Looking back on Saturday morning, this last week was a good week. The Tuesday grad meeting was a success, Wednesday and Thursday’s basketball games resulted in wins, and this weekend’s basketball tournament was injury-free. One of the grade twelves got her official acceptance to the university and one of my grade elevens just received an invitation to try out for the provincial boxing team. Meeting with an education consultant on Thursday, our kids got a glowing compliment about their behaviour at the recent career spotlight last month. Those events are all blessings.
But it would be easy to ignore those blessings when you see some of the ugliness that others are facing. One of our kids just lost a cousin to suicide, another is battling mental health issues, and a third is having struggles within her family dynamics. Those times are heart-breaking as you cannot carry the kids’ burdens. But it is a time to be empathetic, giving grace with alternate assignments, second (and third…fourth… and fifth) opportunities, or just quietly listening to their stories. And it is in these times, I can see my many blessings I have been given in my life.
And as I watch the news, I can see even more blessings I have. As the week comes to a close, one hundred Syrian refugees have just arrived at the Regina airport. These refugees remind me of some other immigrants I have known.

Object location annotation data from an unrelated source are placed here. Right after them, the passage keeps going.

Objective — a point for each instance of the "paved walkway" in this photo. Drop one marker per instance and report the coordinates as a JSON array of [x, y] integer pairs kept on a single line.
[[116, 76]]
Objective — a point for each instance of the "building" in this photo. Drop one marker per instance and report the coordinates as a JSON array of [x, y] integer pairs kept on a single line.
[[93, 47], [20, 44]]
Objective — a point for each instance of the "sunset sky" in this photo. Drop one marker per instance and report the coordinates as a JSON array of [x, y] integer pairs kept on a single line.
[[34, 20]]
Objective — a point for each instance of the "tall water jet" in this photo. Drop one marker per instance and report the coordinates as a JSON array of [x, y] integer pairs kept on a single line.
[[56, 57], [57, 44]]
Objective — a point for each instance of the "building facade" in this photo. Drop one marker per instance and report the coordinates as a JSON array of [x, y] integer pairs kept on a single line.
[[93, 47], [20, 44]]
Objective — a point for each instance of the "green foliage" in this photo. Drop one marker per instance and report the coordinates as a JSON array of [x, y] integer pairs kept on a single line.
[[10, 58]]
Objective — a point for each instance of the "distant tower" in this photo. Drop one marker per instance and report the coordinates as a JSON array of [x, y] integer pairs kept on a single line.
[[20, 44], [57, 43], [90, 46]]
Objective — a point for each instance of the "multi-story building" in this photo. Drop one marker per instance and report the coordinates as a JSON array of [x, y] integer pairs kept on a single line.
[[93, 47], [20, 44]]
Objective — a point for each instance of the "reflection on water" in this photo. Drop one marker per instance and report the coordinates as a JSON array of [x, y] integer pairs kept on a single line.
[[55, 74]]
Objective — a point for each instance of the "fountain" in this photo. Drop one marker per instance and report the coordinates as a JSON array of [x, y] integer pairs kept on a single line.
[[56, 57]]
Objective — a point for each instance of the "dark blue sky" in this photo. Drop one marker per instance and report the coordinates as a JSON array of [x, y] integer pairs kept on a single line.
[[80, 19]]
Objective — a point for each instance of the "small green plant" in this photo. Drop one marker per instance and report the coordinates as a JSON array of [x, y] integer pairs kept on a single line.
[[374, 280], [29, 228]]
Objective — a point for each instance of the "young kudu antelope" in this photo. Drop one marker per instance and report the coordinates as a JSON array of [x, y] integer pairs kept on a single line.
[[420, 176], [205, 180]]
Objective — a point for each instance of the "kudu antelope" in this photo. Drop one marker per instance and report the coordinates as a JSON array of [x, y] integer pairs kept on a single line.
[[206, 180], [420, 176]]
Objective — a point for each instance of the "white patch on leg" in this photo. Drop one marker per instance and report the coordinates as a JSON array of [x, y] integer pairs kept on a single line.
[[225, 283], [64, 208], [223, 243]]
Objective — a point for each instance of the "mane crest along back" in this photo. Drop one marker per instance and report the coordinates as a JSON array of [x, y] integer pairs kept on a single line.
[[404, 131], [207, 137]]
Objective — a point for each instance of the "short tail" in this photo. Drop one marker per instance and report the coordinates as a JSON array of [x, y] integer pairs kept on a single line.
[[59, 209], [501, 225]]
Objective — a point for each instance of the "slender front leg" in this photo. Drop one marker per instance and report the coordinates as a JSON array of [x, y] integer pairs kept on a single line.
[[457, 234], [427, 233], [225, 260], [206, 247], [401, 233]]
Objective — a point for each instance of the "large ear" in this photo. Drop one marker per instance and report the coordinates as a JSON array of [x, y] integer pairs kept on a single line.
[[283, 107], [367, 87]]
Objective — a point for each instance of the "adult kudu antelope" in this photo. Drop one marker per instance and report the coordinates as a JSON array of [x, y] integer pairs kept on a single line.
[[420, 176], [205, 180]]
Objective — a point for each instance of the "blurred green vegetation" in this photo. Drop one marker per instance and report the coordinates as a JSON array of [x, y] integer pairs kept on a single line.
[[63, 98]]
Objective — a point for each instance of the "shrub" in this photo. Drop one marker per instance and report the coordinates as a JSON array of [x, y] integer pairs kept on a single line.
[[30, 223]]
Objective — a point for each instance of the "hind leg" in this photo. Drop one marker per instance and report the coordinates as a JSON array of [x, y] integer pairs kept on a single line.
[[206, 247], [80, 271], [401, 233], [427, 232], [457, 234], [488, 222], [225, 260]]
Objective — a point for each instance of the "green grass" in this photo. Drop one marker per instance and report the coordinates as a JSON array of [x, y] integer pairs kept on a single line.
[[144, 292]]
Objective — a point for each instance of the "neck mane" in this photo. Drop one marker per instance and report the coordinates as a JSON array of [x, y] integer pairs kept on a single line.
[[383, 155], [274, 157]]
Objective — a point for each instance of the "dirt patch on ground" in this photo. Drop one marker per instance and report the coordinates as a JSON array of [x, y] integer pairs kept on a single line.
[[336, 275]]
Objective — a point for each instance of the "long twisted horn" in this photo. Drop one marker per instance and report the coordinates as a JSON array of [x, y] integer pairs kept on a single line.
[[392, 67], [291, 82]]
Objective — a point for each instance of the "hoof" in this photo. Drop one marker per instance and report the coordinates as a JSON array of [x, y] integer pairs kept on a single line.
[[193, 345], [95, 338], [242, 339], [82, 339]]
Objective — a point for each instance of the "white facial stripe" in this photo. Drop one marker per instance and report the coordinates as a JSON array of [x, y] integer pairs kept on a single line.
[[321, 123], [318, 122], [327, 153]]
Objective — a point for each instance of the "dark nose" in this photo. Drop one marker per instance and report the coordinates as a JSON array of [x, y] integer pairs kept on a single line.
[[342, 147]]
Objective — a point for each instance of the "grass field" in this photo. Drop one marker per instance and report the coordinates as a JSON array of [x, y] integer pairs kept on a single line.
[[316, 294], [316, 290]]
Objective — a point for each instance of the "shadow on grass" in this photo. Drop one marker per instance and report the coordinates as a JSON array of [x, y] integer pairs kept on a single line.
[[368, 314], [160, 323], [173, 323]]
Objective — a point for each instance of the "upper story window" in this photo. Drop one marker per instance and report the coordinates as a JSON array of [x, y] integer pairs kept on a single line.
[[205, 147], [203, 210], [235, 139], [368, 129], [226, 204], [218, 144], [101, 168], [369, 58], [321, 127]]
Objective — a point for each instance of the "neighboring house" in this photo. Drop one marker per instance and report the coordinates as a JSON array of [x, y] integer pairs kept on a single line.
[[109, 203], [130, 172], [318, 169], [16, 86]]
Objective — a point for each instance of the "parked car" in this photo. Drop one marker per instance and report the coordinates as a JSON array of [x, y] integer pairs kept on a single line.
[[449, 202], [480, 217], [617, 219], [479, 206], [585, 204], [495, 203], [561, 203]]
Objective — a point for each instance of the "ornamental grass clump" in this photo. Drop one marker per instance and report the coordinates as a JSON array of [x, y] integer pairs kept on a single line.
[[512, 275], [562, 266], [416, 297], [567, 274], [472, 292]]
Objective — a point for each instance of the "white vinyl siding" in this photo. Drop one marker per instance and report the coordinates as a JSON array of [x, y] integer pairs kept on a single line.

A childhood neighbour- an Iranian refugee family who arrived in Canada in the late 1980’s. Their family was different from the majority of Weyburn’s citizens: ethnically and religiously. Looking back, I can’t imagine the culture shock they must have experienced fleeing from a war-torn city in the Middle East to a snowy town on the prairies. But from my child’s perspective, they were not really different from the rest of the neighbourhood, except for the hijab worn by the mother.
A Friendspeak partner, again from Iran, became a dear friend. She came to curling bonspiels and Agribition; I was invited to her home to share halal meals. While she would ask me many questions about Canadian culture, I could ask her many questions about her faith. This time from an adult’s perspective, I could see her dreams and goals were so similar to my own.
A former Sierra Leon student sharing his testimony: his story of experiencing a parent murdered, of living alone in a refugee camp, and of being reunited years later with the rest of his family. As he shared his story, it was the quietest chapel ever; we, as an audience, could not comprehend the nightmare he lived. There were so many doors of opportunity that were opened for him, that would not have been presented without the kindness of strangers. Because of many good Samaritans, he will be graduating from university this spring.
Finally, a current student shared her “show and tell” presentation in class this semester. The objective of the presentation is for each grade eleven student to share an object from their childhood and explain its importance. She brought the certificate her family received when they became Canadian citizens. She reminded us the many privileges we have here, especially freedom. It’s a blessing that I can take for granted.
These four individuals are all important chapters in my story: they have all enriched and blessed my life. Perhaps one of these Syrian refugees will be another chapter and another blessing.